緻密な計算をしているわけではない、唯自分の機械の性能を試そうとしているだけ…つまりは楽しんでいるだけであった。
「あー、もう!じっとしててくんねーかな?…これだと中々…あ、動いてるの捕えられなきゃいけないんだっけ?」
メンドー!!と叫び乍音で認証する自作のPCをセットする。
「あ、発見!あれが今回の標的ってわけだ」
視界に入ってきたのは30代前後の女性。比較的見た目はいいほうだが、よく見れば目のあたりがかなりキている。
事前に亮に送ってもらったデータと合わせてみても間違いはなさそうだ。
「じゃぁ、いっちょヤりますか」
至極楽しそうに言葉を発するとズボンに同化しているヒップバックから何やら取り出した。
手に取ったのは銀色のガーベラ。勿論生花ではなく造花。用途としては…
「まともに使えっかな?これ…」
自分で作っておき乍なんとも無責任な言葉を零すと、標的だと思われる人物の足元に放り投げた。

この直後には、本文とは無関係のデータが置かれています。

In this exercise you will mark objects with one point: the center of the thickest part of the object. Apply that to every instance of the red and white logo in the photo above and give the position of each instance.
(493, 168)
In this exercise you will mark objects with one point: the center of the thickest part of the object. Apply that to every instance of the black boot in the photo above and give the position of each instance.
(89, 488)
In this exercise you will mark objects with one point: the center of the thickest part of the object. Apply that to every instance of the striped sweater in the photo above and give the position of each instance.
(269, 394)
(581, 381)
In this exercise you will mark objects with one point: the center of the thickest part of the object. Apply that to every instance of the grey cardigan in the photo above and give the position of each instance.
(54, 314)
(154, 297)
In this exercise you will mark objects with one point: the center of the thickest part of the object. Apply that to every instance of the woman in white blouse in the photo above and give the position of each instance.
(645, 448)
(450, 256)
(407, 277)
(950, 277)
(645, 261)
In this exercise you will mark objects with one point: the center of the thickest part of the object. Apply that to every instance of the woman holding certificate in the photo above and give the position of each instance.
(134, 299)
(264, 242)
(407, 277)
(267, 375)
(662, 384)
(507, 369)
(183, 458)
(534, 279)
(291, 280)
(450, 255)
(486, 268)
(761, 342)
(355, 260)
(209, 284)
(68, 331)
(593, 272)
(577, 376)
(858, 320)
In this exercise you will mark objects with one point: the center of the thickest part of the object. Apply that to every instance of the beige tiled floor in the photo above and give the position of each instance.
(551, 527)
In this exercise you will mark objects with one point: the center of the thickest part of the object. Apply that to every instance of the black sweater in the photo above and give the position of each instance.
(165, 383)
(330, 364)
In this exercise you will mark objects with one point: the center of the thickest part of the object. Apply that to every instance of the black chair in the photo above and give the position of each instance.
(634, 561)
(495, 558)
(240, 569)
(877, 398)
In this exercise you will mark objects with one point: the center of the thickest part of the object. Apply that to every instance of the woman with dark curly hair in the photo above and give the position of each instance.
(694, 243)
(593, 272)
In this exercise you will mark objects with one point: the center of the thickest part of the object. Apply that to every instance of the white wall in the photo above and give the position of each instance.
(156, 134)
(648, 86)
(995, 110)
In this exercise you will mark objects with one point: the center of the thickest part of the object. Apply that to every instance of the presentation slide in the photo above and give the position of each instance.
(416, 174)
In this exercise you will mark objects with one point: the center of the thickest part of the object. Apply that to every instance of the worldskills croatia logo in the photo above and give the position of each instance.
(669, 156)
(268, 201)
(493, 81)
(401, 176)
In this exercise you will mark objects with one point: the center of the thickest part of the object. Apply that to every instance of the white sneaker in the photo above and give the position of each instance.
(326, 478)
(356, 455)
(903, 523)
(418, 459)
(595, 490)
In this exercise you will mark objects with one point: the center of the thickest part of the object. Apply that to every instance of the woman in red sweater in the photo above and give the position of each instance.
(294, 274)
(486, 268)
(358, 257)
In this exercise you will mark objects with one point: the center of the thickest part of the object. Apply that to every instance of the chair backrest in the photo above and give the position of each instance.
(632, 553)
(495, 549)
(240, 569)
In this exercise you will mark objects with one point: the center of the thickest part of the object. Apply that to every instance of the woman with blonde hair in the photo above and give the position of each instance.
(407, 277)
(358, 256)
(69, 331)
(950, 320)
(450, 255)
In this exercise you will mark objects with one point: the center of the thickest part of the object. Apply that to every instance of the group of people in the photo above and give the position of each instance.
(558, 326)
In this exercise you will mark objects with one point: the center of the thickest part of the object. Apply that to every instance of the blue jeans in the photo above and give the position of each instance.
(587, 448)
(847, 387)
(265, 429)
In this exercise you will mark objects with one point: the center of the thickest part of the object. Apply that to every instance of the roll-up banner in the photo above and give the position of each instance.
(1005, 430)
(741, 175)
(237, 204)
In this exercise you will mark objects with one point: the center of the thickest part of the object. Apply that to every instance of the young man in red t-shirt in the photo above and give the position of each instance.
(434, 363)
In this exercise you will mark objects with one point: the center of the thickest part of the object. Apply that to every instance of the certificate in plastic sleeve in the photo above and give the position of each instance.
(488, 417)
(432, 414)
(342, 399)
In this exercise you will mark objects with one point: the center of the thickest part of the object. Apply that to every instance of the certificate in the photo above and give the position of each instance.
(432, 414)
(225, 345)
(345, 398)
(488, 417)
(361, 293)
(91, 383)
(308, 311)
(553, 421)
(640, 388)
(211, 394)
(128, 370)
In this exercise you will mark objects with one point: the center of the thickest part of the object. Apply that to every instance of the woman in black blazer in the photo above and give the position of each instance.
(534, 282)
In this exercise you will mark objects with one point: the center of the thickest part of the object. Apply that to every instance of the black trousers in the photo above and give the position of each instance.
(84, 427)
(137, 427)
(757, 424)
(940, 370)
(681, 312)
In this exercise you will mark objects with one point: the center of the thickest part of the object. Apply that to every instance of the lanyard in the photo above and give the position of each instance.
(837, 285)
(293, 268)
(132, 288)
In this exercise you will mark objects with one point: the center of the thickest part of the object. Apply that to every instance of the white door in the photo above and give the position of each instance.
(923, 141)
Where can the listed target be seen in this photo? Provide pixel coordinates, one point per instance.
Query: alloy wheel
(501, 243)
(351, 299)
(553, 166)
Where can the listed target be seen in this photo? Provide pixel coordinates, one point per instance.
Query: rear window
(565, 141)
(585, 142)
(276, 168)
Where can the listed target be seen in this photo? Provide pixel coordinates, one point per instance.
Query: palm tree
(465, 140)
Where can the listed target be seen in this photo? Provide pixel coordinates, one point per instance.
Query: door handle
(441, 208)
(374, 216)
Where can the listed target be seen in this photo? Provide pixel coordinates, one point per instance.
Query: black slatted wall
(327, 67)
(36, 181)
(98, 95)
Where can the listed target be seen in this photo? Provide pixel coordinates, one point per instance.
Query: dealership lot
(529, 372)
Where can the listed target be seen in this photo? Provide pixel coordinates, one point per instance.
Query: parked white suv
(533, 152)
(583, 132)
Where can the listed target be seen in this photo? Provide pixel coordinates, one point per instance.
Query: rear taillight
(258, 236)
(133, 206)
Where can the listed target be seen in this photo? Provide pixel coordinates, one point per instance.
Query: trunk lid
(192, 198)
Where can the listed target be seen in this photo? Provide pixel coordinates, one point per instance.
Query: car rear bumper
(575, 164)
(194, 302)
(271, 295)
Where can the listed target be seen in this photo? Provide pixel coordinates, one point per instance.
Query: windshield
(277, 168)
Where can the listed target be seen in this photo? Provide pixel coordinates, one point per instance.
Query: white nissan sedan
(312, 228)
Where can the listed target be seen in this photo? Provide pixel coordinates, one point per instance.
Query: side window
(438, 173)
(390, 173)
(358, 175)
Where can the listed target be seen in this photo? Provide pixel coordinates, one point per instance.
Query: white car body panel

距離的に届かないと思っていたが、思いのほかちゃんと飛んだため、きっちりと標的の足元に飛ぶ。
其の姿に不思議そうな表情を浮かべた女性は手に取ろうと身を屈めた。
手に取る寸前に何やら手にしたボタンを押す。花は忽ち大きさを変え、標的を包み込んだのだ。
「良っしゃ!なーんだ、使えるじゃん、これ」
円柱状になったそれに近づいて行こうとした時、不意に背筋に寒気が走り振り返った。それと同時に横に飛び退くと何とか体勢を整える。
「な、なんだよ、もう!」
「平気か?宗途」
「え?シンさん?」
現れた見知った姿を不思議そうに見つ、間抜けな声を出した。…けれど、芯哉の緊張した目に気づき吟も辺りを見渡した。
「なんか、いるンすか?」
「一人逃したんだ…多分そいつだ。…宗途、これはなんだ?」
辺りを警戒しつ見慣れない物体を訝しげに見、訊ねる。へっへ〜と吟は得意そうに笑う。
「創ったんスよ、俺。一度捕まえるともう出れませんよ」
「相変わらず、変なもの創るんだな、お前は」
「変て…ヒドいっスよ、シンさん」
「無駄話、してる暇はねぇぞ」
「慧谷さん?」
「リョーさん?」
警戒しているところにまたも聞き慣れた声、それが姿も伴って現れたとなると驚きもするだろう。
「珍しいですね、慧谷さんが動くなんて」
「そんなことはいい、吟!さっさと片付けろ…あいつの目的は標的じゃねぇ…」
「はい?」
「いいから早くしろ」
亮の行動、発言に疑問を持ちつつも判ったっスよ。と円柱に近づいていく。
何があったのか亮に問おうとした芯哉の口はさっと塞がれてしまった。
「GAME OVERっス!」
本当に楽しんだような口調で躊躇無く円柱ごと切り裂いた。その際に散るはずの緋は銀の華となる。
「…なんか、無駄…」
「えー、いいじゃないっスか!綺麗だし!」
いつの間にか緩められた口から、思わず言葉が漏れ、それを吟が反論する。
「いい、とりあえず終わったな…撤退するぞ」
「え?最後のヤツとはヤらないんスか?」
つまらなそうに不満漏らす吟に有無も言わさない表情で咎める。何も言えなくなった吟は渋々と従い、芯哉もそれに続いた。

その場に残されたのは銀の華…否、一体の死体が切り裂かれた状態で転がっていた。